Impossible to decipher. Like any German refugee, Kate had been brought to Glasgow and underwent a routine examination at the Royal Victorian Patriotic School, ostensibly to see if she knew anything of German troop distributions. Evidently Kate had told them about a few Germans from a certain regiment that they hadn’t known about, and other, later immigrants and the French underground confirmed the information; those troops were indeed in northern France, which could be of great importance for the invasion.
Still, they were suspicious, so she’d been sent to Camp 020, Latchmere House, in southwest London, used to turn spies. But she’d not revealed anything, b
ecause, she’d maintained, she wasn’t a spy, and because her interrogators, unusually, had nothing to use against her—no Abwehr intercepts about her, no information that a spy was coming. They’d let her go, to Bertram’s great dissatisfaction.
So far she’s outsmarted us, but she can’t do it indefinitely, no woman could. He was entirely dismissive of women as spies. Even Edith Cavell was responsible for her own death. She gave her address to those she’d rescued, and the fools wrote to thank her when they reached England! The Germans intercepted the letters, and that was it. No man would ever be so sentimental as to give away his address.
It was peculiar that he and Kate had also discussed Cavell, but Claus didn’t mention this. Defiantly, he’d said, It’s possible that Mrs. Zweig isn’t a spy.
Possible, but unlikely. And I have to know.
Bertram had gone on to reveal that they’d told Kate her Paris apartment had been searched by the Gestapo after she’d left—a routine event—and that her response had been what one would expect. Concern for the person, not the belongings. He’d consulted his notes again. She asked about her concierge, a woman named Madame Dufair.
In other words, if she’s an actor, she’s the best yet? Claus had said.
Yes. Which is why I don’t trust her. Sooner or later, they were bound to find someone who was good at it. Not every German can be a fool.
She’s not German.
But she might be a sympathizer.
Yes. Of course. As I was during the last war.
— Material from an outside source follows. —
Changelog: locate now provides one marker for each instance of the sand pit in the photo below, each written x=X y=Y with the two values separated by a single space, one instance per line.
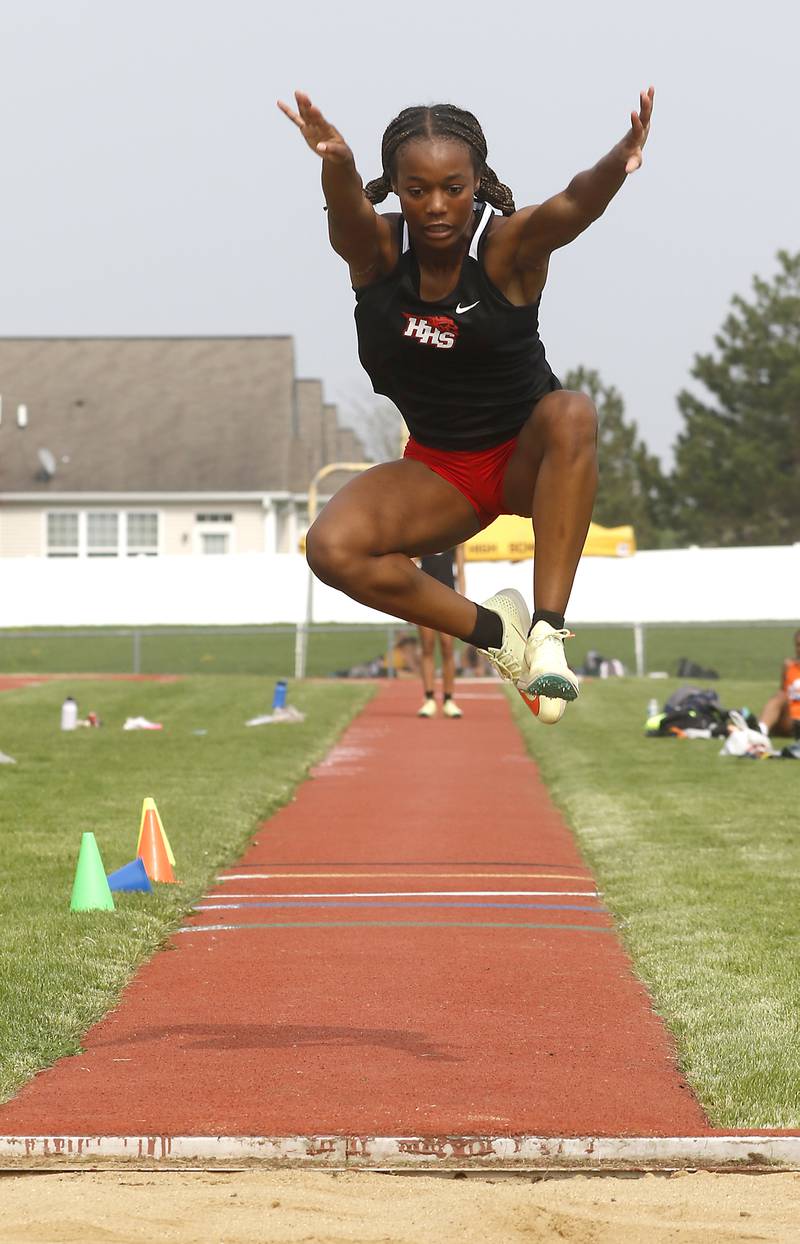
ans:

Your American accusers were amateurs. We’ve been doing this a bit longer.
In her closet, a man’s faded flannel shirt had a German label, probably a memento of her husband. And of course there was the threadbare military overcoat. He stood looking at it for a long time—the music in the other apartment switched to another song—and thought about slicing open the lining, but knew he couldn’t. She’d link its destruction to him. Who else but he would know about it? He pinched the seam of the lining between finger and thumb and ran down one lapel. A few lumps—they might contain microdots, for all he knew—but he wasn’t going to find out. Before it made him too angry, he stopped.